怒りは自分でコントロールできるというのが基本コンセプト
この本の基本コンセプトは、怒りは自分でコントロールできるものとして認識しましょうということです。
怒りがちな人は、怒る原因を他人にあると思って、自分が攻撃されていると考えがちですが、そういう事実が仮にあったとしても、怒るという選択肢は自分で選んでるんですよね。他人に怒り続けるより、怒らないようにしたほうが楽だということを理解する。
まず、この基本コンセプトがいいですね。合理的で素晴らしい。
怒りの原因を分かりやすくリストアップ
そういう前提に立った上で、どういう行為・発言に対して怒りを感じるか、それに怒りを感じる理由は何にあるのかというのが事例別に詳しく説明されます。
事例としては、ATMで待たされた、長いこと電話で愚痴を聞かされたという些細なものから、親から門限を守らないと叱られた、みんなの前で社会人失格だと罵られたみたいなあるあるまで、結構揃っています。
基本的には、相手の事情を鑑みず、こちらが一方的に評価を下したり、相手に過剰な期待を抱くことが怒りの原因という説明がなされます。
事例が豊富で、それに怒る理由の説明もシンプルで明快です。頭に入りやすい。
自分が怒らなくなる方法は人を怒らせなくなる方法
この本がいいのは、自分が怒らなくなる方法を説明しながら、裏返しで人を怒らせない振る舞い方についても紹介してくれているところなんですよね。
例えば、評価を下されることについて。
「自分が他人から一方的な評価を下されると、自分の領域が侵されている気になるから腹が立つ。でも、実際はそういう評価を下す人は、評価が欲しい自信がない人で、その人はこちらの領域を侵しているのではなく、その人の領域内で暴れているだけ。そう考えると怒りも減る」
これは裏返しで言えば、自分も他人の評価を下さないようにしましょうということですよね。他人の領域を侵さないようにして、相手の悪感情を引きずり出さず、お互いが怒り合う泥沼状態を作り出さないようにする。
他にもお互いの期待値がずれているからそれを修正しましょうとか、要求するより依頼しましょうとか怒らせないコミュニケーションの考え方が紹介されています。こういうことを意識して実行していったら、怒りをコントロールできるだけではなく、交渉巧者になれそうです。
怒らない人の怒らない理由
冒頭に自分が怒らない理由がこの本で言語化されていると書きました。これについても簡単に紹介しておきます。
以前も書きましたけど、自分は誰かの悪感情を見ると、その人の普通にはお目にかかれない心象が表に出てきたものとして愛でたくなるんですよね。
まさに、それを表す絵があって、これを見た時は思わず笑ってしまいました。

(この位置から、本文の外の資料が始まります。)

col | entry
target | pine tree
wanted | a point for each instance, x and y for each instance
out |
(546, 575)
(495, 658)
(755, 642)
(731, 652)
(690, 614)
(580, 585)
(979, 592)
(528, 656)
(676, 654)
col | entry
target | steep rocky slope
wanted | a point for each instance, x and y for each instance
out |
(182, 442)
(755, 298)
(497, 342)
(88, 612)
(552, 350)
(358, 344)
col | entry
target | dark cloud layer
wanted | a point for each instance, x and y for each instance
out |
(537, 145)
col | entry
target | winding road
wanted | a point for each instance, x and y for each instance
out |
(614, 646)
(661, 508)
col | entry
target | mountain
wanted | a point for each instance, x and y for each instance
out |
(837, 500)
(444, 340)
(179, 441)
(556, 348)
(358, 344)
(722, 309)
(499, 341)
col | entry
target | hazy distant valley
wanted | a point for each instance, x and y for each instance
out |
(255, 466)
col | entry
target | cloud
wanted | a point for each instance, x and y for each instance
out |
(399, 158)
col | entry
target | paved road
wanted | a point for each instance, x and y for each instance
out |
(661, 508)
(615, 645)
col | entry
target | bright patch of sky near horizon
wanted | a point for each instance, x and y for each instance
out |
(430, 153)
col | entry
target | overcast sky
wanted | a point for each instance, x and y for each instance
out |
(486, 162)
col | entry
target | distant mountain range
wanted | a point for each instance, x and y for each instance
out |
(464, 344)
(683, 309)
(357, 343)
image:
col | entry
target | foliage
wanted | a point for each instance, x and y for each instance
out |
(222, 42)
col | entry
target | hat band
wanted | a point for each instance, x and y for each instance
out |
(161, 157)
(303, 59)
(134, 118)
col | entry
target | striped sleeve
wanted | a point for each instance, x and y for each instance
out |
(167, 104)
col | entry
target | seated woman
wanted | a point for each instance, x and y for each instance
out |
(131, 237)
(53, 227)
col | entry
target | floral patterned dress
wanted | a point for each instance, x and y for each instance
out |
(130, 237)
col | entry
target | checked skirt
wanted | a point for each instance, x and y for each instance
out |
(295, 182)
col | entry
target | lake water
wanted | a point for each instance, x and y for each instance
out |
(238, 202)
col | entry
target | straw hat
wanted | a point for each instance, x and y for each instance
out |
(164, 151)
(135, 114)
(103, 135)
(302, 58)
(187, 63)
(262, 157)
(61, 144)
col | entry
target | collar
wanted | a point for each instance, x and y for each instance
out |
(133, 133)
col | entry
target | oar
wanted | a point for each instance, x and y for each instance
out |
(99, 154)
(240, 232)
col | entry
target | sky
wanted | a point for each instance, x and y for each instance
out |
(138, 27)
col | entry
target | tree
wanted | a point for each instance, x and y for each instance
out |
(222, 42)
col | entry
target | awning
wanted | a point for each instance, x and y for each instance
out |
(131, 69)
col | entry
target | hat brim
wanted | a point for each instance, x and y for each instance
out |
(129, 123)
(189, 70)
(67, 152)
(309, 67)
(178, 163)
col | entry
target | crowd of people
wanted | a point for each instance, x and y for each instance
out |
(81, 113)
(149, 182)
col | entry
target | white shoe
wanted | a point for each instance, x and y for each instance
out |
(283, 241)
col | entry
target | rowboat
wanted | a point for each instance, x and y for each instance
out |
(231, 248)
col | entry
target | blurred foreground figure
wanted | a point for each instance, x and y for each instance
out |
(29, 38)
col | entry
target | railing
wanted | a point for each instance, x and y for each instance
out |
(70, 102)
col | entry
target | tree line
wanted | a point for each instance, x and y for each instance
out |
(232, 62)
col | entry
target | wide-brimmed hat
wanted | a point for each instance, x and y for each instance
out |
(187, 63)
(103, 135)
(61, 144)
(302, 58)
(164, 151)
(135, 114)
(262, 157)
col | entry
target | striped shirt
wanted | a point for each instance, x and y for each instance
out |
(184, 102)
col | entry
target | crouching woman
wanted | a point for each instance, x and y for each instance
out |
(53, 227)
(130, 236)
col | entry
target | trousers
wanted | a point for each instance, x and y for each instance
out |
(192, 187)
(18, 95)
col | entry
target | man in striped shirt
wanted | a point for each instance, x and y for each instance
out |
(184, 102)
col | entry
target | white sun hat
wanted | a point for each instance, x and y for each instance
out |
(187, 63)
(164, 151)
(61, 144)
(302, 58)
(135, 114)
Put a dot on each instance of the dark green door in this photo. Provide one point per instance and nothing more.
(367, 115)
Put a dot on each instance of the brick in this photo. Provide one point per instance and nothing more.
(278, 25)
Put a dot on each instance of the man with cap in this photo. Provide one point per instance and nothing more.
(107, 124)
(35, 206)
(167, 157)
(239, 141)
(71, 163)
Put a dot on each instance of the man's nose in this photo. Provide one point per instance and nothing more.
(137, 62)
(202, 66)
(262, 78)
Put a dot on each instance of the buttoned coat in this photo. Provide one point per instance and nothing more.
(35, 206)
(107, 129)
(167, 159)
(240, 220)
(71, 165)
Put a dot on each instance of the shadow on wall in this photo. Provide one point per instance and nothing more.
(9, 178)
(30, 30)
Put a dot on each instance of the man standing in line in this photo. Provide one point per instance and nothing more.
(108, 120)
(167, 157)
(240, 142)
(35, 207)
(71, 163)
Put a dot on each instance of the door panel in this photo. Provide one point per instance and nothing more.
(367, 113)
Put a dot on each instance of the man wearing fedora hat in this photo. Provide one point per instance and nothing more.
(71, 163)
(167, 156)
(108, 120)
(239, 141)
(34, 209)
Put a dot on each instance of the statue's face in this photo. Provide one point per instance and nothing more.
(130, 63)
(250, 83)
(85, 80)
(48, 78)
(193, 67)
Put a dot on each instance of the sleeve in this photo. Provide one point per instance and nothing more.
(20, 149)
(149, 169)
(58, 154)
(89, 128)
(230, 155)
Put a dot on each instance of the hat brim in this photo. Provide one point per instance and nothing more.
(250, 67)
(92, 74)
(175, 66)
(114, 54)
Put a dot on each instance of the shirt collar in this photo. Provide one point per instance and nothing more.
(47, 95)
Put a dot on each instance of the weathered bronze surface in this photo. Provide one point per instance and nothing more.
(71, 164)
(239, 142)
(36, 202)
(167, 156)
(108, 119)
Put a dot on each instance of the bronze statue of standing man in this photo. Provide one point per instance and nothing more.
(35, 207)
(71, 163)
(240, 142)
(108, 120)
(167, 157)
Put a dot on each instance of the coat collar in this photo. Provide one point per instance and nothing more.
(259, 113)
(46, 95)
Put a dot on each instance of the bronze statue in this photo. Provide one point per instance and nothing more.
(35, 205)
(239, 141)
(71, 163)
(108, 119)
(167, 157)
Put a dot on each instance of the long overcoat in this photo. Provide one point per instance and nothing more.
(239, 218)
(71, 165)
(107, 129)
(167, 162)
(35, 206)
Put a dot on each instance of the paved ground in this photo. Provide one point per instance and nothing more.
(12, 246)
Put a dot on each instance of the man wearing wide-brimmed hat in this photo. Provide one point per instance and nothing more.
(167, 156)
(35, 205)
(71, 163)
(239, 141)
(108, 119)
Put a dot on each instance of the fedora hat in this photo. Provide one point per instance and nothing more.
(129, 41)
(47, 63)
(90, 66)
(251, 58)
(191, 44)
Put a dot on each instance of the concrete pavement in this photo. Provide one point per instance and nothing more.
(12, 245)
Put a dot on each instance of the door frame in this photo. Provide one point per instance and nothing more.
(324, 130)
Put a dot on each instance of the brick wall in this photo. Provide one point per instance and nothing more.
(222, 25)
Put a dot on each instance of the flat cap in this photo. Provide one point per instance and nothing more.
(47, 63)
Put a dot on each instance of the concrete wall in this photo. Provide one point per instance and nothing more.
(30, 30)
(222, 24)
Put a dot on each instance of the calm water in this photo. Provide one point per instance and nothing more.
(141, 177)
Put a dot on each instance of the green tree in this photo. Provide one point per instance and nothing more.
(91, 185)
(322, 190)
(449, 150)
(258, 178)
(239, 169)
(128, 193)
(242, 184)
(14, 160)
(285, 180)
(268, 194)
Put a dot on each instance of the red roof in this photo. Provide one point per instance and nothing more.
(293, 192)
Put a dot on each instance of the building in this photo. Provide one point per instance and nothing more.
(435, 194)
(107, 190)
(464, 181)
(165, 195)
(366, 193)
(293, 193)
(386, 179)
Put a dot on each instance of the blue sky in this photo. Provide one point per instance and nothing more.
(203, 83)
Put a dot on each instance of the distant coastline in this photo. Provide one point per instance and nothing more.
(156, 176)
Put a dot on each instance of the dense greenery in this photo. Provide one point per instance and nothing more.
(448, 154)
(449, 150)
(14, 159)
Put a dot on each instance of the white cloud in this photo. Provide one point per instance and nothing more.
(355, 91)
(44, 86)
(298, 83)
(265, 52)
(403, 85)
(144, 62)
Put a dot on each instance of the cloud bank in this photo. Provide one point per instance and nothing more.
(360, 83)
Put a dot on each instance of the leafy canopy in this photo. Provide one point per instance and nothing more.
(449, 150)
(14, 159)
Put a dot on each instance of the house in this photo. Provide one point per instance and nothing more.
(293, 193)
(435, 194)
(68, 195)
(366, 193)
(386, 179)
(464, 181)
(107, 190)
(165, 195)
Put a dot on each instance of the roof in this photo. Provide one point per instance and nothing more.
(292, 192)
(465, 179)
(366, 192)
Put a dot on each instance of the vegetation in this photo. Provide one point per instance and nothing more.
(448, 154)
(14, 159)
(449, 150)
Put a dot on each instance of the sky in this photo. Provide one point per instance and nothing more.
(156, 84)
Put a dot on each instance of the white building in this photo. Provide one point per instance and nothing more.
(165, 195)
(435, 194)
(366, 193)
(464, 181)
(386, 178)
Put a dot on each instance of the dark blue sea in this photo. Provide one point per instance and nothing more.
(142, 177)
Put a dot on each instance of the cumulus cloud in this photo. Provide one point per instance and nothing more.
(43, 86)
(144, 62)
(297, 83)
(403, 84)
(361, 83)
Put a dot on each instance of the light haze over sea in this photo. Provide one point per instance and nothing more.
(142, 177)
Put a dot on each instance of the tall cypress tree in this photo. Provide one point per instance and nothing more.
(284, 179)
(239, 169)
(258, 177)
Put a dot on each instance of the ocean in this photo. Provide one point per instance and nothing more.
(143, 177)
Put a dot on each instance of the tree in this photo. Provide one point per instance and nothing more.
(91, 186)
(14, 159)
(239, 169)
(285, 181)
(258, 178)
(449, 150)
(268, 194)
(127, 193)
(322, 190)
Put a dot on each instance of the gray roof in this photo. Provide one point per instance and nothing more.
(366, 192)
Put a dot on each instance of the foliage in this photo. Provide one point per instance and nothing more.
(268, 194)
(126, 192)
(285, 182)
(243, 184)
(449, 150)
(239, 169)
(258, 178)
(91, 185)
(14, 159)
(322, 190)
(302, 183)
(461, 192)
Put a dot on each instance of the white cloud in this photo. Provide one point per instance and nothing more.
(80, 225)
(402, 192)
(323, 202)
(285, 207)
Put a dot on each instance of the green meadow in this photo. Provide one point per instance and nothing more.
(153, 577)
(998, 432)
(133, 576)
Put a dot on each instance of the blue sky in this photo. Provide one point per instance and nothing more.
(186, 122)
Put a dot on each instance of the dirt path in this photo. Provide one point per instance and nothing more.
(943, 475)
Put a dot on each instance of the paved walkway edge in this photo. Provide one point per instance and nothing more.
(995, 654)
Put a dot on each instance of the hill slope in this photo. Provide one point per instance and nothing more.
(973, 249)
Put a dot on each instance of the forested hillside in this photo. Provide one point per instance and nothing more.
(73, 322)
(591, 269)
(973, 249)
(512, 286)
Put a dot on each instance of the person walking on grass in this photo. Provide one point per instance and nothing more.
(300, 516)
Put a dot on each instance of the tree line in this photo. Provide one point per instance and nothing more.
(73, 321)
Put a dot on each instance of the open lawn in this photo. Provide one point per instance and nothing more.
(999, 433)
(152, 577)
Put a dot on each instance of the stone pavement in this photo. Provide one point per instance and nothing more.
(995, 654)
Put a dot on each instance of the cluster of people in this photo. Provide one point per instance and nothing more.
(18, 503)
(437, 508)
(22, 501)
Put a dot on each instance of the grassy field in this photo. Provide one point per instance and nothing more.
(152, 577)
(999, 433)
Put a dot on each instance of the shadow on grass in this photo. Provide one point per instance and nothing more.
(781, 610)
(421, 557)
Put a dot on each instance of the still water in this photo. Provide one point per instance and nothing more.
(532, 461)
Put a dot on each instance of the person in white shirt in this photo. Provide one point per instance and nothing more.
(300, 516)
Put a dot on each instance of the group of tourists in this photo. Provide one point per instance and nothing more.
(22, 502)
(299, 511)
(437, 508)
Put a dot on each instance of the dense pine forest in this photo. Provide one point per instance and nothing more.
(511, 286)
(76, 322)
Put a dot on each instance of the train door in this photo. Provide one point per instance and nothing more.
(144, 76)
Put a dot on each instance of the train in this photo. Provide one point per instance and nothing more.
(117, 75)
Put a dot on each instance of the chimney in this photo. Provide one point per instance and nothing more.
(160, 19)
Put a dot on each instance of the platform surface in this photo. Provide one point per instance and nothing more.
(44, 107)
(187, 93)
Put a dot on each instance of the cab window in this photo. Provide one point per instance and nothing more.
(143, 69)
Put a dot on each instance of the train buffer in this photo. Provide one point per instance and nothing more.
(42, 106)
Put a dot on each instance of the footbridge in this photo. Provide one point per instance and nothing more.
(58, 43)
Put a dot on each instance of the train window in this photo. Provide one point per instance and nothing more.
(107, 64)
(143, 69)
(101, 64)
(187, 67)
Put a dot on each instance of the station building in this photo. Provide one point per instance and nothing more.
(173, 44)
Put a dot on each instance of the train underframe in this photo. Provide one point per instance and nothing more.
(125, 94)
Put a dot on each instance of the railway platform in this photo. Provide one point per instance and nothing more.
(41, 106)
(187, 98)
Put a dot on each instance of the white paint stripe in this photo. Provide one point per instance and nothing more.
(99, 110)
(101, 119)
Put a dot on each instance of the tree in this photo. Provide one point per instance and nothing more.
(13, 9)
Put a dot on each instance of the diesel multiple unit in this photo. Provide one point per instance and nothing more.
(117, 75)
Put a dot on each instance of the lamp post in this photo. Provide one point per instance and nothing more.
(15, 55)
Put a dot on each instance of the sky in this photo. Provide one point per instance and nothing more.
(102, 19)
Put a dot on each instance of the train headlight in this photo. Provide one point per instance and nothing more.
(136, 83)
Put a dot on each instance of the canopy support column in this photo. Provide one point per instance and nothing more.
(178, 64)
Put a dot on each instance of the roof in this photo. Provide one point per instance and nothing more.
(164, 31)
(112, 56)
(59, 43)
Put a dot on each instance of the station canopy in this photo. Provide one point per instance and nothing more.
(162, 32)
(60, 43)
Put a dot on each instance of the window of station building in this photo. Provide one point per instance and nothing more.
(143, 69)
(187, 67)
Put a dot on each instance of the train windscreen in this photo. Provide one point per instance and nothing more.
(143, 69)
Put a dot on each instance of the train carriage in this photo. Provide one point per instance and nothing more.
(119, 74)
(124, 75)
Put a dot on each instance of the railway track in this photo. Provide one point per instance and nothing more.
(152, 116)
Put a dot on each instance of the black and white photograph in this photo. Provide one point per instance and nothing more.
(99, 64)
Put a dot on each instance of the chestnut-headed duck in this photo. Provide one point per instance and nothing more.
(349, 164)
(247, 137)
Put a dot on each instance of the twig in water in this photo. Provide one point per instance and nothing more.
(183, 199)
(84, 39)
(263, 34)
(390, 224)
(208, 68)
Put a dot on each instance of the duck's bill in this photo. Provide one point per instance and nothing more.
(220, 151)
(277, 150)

P102です。自分への領域侵犯と受け止めず、相手の心の悲鳴と解釈するという話です。
※このウサギ、怒っているパンダを挑発しているようにしか見えません。
締め
色々説明してきましたけど、要は怒りの存在を認めましょうという話です。ノートやホワイトボードに書くなりして、自分の怒りを整理して、原因を究明してみる。
それ以外にも、気分転換に運動することや、相手が加害行為を明白にしているときは怒りの心と切り分けて対処することも触れられています。
あまりにも辛い過去のトラウマがあって、それがフラッシュバックして怒ってしまうような人だと、この本を読んで解決するより、カウンセリングを受けたほうがいいんでしょうが、自分ができる軽めのアンガーマネジメントの導入本としてお手軽だと思いました。
余談
個人的には、自分が雑多に考えていたことが対人関係療法として説明されていることに興味を覚えました。思考の体系化ができそうなので、この作者の方の他の本も漁ってみることにします。